Only then did I call my wife. She was distressed. I told her not to worry. Note to self: when has that move ever worked? She wanted to come to the hospital. Let’s wait, I insisted, irrationally confident I would be discharged soon. She reluctantly complied. Was denial a virus going around today?

I may have dozed. A wonderful nurse appeared. I don’t believe I hallucinated her. In four hours they would draw more blood. They were on the trail of an enzyme called troponin. It is a reliable marker of a cardiac event, and they needed a retest. She looked optimistic. The ER may be a strange location to promote social intimacy, but it could be the opposite. She wanted to know if I was Italian. She once had an Italian boyfriend, she confided. She said every woman needed at least one Italian bad boy boyfriend. I couldn’t validate that point, but this did not prevent her from throwing out some idiomatic expressions, including “Ti voglio bene,” the charmingly indirect Italian way of saying “I love you.” She wasn’t addressing me, but it was nice to hear the sentiment anyway.

Afterward I couldn’t help but listen to the disembodied voices bouncing off the walls. The abject moaning, as of a suffering animal, from a far-off corner. The demented but eloquent articulations of an elderly woman one bed over, invisible behind the curtain. The rich baritone of docs examining one patient after another. “Where did you get these bruises?” “How many times did you fall?” “Do you remember if you ate today?” “Take a deep breath.”
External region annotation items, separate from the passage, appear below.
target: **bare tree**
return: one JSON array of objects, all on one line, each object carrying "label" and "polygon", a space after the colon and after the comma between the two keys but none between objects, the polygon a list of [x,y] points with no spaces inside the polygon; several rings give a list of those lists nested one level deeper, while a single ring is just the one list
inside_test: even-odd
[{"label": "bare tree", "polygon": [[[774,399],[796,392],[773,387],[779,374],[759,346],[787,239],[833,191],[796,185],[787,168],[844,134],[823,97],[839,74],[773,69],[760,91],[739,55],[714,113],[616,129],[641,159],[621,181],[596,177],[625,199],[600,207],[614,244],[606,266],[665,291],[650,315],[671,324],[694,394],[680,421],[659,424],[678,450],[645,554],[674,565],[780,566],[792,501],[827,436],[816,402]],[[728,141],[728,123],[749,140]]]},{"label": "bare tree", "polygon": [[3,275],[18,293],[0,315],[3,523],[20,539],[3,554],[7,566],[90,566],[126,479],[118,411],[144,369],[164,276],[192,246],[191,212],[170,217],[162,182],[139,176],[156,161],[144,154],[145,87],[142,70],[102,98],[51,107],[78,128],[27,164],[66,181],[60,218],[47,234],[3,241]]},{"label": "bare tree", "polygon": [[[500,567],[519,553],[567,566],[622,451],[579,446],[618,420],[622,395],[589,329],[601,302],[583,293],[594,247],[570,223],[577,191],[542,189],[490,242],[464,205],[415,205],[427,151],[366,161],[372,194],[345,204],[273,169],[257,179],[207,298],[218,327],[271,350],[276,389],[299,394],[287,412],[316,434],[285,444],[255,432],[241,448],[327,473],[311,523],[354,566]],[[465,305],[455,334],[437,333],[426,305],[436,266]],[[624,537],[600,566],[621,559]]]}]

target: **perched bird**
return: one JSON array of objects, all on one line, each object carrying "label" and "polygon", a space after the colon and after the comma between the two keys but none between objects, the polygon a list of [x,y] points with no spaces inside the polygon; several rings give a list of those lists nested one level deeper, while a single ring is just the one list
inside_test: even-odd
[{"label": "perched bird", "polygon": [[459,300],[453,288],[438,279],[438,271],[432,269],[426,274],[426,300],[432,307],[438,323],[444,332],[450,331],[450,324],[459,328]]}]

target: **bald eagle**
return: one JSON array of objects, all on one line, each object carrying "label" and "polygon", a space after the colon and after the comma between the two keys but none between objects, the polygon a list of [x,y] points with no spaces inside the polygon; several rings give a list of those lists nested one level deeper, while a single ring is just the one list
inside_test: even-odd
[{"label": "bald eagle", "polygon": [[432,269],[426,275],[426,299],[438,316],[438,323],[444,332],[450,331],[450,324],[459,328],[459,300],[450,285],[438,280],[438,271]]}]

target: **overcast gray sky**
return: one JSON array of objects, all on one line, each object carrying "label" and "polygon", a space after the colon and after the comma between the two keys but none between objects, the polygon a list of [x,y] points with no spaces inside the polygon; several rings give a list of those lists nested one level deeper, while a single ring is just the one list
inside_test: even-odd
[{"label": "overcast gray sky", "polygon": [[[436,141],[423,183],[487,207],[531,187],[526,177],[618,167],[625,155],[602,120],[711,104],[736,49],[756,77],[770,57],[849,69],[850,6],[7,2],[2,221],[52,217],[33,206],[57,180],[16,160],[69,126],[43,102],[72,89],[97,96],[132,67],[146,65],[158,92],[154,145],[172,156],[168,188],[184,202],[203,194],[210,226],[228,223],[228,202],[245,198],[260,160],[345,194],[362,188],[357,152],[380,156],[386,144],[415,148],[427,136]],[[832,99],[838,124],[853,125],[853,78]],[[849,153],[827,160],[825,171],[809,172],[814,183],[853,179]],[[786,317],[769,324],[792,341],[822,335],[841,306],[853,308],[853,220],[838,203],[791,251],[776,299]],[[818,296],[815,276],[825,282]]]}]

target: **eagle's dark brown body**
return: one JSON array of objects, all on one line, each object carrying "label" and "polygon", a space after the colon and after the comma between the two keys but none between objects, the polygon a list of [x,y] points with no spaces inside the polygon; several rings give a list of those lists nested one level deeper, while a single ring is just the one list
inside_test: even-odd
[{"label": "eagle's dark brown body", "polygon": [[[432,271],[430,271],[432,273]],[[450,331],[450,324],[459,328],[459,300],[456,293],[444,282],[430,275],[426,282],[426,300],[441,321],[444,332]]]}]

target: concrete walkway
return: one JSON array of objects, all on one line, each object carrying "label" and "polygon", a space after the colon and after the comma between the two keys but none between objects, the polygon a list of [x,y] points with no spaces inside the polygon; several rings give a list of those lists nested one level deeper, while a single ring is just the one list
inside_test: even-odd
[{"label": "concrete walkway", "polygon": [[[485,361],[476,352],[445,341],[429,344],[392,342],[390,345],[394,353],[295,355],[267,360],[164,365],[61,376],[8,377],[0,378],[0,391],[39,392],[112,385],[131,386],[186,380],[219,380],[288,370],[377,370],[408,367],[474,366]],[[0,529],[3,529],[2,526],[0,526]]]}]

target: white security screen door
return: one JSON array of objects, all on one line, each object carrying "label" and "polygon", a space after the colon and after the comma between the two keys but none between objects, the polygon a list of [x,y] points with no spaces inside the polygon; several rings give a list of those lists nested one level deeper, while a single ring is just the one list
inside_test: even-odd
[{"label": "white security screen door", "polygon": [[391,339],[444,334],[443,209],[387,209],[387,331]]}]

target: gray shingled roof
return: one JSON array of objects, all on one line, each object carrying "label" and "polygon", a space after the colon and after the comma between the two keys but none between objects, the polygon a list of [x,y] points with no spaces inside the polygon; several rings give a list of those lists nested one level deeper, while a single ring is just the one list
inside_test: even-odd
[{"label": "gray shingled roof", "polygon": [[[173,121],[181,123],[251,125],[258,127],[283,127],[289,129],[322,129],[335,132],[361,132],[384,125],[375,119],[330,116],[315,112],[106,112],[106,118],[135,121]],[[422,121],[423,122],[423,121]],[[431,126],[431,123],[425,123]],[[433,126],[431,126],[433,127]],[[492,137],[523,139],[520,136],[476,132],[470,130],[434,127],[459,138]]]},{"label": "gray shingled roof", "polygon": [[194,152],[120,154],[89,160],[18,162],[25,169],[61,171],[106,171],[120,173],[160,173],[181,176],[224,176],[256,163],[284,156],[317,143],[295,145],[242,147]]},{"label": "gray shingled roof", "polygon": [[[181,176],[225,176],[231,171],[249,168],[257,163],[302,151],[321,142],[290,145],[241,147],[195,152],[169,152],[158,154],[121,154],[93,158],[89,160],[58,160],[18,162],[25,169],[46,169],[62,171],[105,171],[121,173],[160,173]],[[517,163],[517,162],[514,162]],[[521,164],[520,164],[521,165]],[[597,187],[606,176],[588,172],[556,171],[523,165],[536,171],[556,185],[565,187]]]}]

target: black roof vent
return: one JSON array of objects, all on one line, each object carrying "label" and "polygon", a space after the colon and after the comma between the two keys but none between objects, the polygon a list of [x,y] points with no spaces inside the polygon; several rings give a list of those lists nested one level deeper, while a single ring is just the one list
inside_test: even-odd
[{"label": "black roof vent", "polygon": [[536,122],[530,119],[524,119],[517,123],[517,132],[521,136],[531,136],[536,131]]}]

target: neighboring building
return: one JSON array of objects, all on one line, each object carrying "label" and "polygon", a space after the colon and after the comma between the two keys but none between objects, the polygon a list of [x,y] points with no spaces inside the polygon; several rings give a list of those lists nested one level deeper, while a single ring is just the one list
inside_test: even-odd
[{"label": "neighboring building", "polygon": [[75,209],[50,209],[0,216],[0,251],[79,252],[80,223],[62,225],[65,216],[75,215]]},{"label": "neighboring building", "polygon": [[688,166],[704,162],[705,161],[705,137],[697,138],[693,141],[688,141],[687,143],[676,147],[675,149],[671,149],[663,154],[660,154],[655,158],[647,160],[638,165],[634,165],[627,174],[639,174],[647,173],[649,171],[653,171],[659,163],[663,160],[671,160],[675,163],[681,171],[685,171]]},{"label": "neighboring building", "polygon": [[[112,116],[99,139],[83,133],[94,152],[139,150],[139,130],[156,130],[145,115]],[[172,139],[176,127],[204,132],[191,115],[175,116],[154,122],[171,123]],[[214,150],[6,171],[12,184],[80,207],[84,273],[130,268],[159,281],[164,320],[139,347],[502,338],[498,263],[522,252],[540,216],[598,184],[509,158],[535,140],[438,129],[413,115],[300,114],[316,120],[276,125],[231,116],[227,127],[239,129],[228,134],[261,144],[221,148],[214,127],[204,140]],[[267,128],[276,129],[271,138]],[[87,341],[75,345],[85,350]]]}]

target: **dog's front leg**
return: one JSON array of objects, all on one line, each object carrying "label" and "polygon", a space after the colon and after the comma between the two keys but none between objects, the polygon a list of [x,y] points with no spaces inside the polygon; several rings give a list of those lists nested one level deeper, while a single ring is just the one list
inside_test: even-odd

As lightning bolts go, here’s one I should have seen coming. Where else would I prefer to be on my birthday if not here? It was good to be reminded, as if I needed to be, how brief life is, how tenuous the hold we have on our loved ones. The makings of a poem? No, at least not for me. And the dime store philosophy seemed anything but.

My doctor eventually informed me test results had all gone my way. “It’s probably a negligible risk being discharged, but you need to see the cardiologist right away, do a treadmill test ASAP. Happy birthday.”
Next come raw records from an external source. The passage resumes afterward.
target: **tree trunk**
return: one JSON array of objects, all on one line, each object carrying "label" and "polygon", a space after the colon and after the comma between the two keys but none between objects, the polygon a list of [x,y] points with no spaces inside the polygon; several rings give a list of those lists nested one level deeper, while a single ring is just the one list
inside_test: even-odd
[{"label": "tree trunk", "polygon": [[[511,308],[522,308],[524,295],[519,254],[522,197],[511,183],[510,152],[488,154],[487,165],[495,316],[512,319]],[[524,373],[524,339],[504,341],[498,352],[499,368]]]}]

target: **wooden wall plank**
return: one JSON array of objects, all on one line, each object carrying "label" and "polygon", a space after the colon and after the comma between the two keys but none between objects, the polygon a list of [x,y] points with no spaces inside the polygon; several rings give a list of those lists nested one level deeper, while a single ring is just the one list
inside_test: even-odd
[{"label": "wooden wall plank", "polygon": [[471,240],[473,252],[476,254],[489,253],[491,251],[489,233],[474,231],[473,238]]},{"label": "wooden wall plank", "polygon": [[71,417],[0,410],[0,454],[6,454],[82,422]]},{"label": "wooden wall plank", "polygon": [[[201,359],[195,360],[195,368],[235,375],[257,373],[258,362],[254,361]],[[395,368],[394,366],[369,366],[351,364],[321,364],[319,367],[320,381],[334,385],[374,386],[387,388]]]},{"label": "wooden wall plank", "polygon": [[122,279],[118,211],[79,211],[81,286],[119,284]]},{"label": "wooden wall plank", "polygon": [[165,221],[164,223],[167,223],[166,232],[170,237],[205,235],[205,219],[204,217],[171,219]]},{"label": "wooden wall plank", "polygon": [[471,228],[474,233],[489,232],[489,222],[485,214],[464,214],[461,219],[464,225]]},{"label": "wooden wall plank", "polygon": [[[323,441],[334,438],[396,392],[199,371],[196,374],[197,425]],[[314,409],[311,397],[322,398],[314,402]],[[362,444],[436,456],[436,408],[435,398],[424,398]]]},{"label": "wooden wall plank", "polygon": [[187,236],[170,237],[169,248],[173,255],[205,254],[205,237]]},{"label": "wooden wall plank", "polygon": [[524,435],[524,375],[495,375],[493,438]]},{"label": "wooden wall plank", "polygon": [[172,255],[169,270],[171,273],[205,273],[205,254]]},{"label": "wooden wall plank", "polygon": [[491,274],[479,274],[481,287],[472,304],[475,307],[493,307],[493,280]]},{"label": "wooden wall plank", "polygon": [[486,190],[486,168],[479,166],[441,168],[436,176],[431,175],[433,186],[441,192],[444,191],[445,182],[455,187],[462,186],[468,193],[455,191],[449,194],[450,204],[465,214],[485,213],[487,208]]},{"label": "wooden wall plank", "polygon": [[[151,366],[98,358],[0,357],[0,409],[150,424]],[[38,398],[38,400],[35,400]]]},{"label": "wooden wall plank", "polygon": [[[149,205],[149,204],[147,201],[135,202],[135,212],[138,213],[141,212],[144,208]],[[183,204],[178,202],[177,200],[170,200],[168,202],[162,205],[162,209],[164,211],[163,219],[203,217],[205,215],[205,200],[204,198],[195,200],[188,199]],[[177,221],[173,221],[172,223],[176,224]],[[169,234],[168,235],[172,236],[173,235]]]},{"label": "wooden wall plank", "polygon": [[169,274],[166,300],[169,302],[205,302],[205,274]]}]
So this was a fake heart attack?

“It’s a good thing you came in,” said the doctor.

I dressed and got into my car.

Walking into my home after spending eight hours in the ER, I could see I may have made a bad mistake not encouraging Patti to come to the hospital. I could tell she was very distraught. “Some kind of birthday,” she said. We plied free a few rogue EKG tabs clinging to my chest, my legs. “I’m glad you’re here,” she said. “It’s not the same without you.”

No one had ever said such a thing to me before. I found the woman I was always looking for.